Her soul is freed from Dracula's curse.
After Mina and
Jonathan meet with the rest of the vampire hunters, they make a solemn, secret
pact to each other to destroy Dracula at any cost. The Count, spying on them
from outside Seward's study window, gains access into the house through
Renfield's cell.
Mina is
subsequently attacked by the Count. Later he visits her again, killing Renfield
gruesomely when he protests. During this second attack, Dracula puts Jonathan
into an unconscious stupor. The Count forces Mina to drink blood from a wound in
his chest, thus not only "raping" her, but putting her in league with
him against her will.
Sailing for Home
After a decisive
assault by the band of vampire hunters on the Count's London strongholds,
Dracula flees England. He attempts an escape by sea back to Transylvania in his
one remaining earth chest. The vampire hunters take Mina and chase him over
land.
First they ride
the Orient Express. Then, once inside Transylvania, they implement a
three-pronged pursuit.
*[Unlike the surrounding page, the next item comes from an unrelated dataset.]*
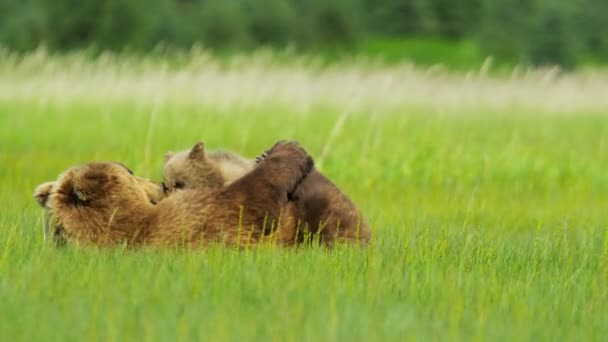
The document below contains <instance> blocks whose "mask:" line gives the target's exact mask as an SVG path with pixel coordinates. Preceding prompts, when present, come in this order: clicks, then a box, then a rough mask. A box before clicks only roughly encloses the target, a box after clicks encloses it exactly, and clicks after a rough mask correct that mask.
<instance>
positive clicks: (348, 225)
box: [164, 142, 371, 245]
Van Helsing takes Mina by carriage over the route
Jonathan traveled to Castle Dracula, while Harker and Holmwood steam up a
strategic river in a launch. Morris and Seward pursue the Count on horseback,
following the launch at river's edge.
At night, when Van
Helsing and Mina prepare for dinner and sleep, Dracula's three vampire
concubines materialize out of the forest around them. Van Helsing quickly casts
a protective circle and drops within it pieces of The Host. Mina, cursed with
Dracula's blood, cannot move outside the circle, and the vampires cannot breach
it.
In the morning Van
Helsing leaves Mina in the safety of the holy circle and goes on foot to the
castle. He finds the vampire women asleep and decapitates them, though he is
stopped at first by their haunting beauty and sexual attractiveness. He then
leaves parts of The Host in the castle doorway, banishing the Count from
entering it forever.
Just as he does
this, gunshots can be heard down in the valley. It is the vampire hunters
closing in on the Count, who is being conveyed to the castle in a horse drawn
cart as he lies in his earth chest. By now the sun is beginning to set. If the
Count escapes again, he will be beyond their grasp.
Van Helsing frees
Mina from the protective circle and they rush together to help stop the Count.
Van Helsing puts Mina into a safe cave overlooking the battle, protecting her
again with more of The Host, and leaving her a revolver. Down in the valley the
battle rages. The men rush the cart and fight hand to hand with the gypsies who
are protecting their Count and bringing him back to the castle.
Morris is mortally wounded as he and Harker rip open the Count's earth chest and plunge their knives through his neck and through his heart. The Count crumbles into dust, obliterated. Morris dies witnessing the scar on Mina's head vanish as a sign that God has purified her once more and that she is free of Dracula's curse.